Effect of mean July stream temperature on Brook Trout Occupancy

Effect of mean July stream temperature on Brook Trout Occupancy

Effect of riparian forest cover on Brook Trout Occupancy

Effect of riparian forest cover on Brook Trout Occupancy

The average occupancy across the range of observed catchments was 0.58.

The effects of these landscape and climate characteristics are similar to what has been observed in other Brook Trout studies.

Model Fit

We examined the false positive and false negative rates and used the Area Under the Receiver Operating Characteristic ROC) curve (AUC) to assess the model fit.

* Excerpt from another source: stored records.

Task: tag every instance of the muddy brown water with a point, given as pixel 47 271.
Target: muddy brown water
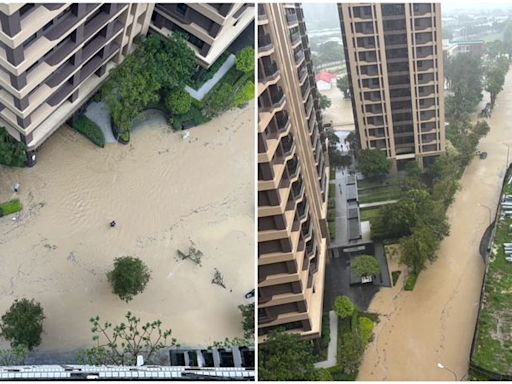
pixel 164 193
pixel 435 322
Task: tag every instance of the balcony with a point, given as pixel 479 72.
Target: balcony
pixel 305 91
pixel 291 18
pixel 299 57
pixel 262 15
pixel 303 72
pixel 270 72
pixel 264 43
pixel 295 38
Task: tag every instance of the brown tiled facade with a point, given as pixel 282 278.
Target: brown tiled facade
pixel 209 27
pixel 394 58
pixel 53 57
pixel 292 177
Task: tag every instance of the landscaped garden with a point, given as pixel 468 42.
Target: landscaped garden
pixel 155 76
pixel 494 340
pixel 10 207
pixel 12 152
pixel 331 211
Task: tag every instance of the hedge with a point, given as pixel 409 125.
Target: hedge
pixel 90 129
pixel 10 207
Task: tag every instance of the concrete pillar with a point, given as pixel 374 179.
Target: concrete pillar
pixel 11 24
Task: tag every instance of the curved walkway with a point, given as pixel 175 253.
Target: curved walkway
pixel 332 350
pixel 435 322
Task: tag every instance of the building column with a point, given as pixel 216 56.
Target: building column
pixel 11 24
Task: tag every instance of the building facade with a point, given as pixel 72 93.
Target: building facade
pixel 209 27
pixel 53 57
pixel 394 58
pixel 292 177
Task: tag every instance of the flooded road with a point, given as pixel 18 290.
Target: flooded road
pixel 435 322
pixel 164 193
pixel 340 111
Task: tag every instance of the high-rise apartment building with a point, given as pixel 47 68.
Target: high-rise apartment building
pixel 394 58
pixel 292 177
pixel 53 57
pixel 210 27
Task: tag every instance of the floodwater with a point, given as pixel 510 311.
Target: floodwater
pixel 164 192
pixel 435 322
pixel 340 111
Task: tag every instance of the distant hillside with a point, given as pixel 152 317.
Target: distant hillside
pixel 321 16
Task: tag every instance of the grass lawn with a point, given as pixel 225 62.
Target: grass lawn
pixel 369 213
pixel 324 340
pixel 395 275
pixel 411 282
pixel 379 193
pixel 89 129
pixel 10 207
pixel 494 340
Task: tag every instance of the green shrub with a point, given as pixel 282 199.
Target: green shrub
pixel 89 129
pixel 219 99
pixel 203 75
pixel 411 282
pixel 22 324
pixel 244 95
pixel 178 101
pixel 10 207
pixel 395 275
pixel 245 60
pixel 366 329
pixel 12 152
pixel 344 307
pixel 129 277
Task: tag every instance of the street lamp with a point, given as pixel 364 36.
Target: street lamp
pixel 439 365
pixel 490 215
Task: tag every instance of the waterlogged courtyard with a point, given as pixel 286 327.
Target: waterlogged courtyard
pixel 165 193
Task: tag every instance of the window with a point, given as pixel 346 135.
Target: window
pixel 181 8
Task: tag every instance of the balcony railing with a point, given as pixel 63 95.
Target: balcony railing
pixel 264 43
pixel 291 18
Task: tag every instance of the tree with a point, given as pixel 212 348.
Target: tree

  • AUC - measures a model’s ability to determine which locations are occupied (Zipkin et al. (2012) Ecological Applications)
  • Sensitivity - true positive rate (=“recall rate”)
  • Specificity - true negative rate
  • 1-Specificity - false positive rate (Type I Error rate; =“fall-out rate”)
  • 1-Sensitivity - false negative rate (Type II Error rate; =“miss rate”)
  • Accuracy - ability to identify true positives and true negatives
  • ROC - The curve is created by plotting the true positive rate (sensitivity) against the false positive rate (1-specificity) at various threshold settings

The model output (predictions) are the probability of occupancy but the data are observed presence and absence (1 or 0). Therefore, it is difficult to evaluate how well the model predicts the data. The probabilities of occupancy must be converted to presence-absences for comparison. We do this over a range of thresholds (= cutoffs). The threshold is the probability above which the stream is assumed to be occupied (Brook Trout = present). For example, if the probability of occupancy for a stream is 0.45 and we set a threshold = 0.50, we would assign the stream as unoccupied (absent). However, if we used a threshold of 0.4 then this same stream would be assigned as occupied (present). If the true (observed) state of the stream was occupied, then using a threshold of 0.5 would result in a false absence (predicted absent when really present) but if we used a threshold of 0.4 we would correct assign the stream as occupied (true positive). Assigning a threshold is a balance of trade-offs between false positives and false negatives. The balance is based on the risk tolerance to the consequences of type I and type II errors.

AUC can range from 0-1. An AUC value of 0.5 indicates the model does no better than random chance in discriminating occupancy. Models with AUC >0.7 are considered to have good discrimination in assessing the probability of occupancy.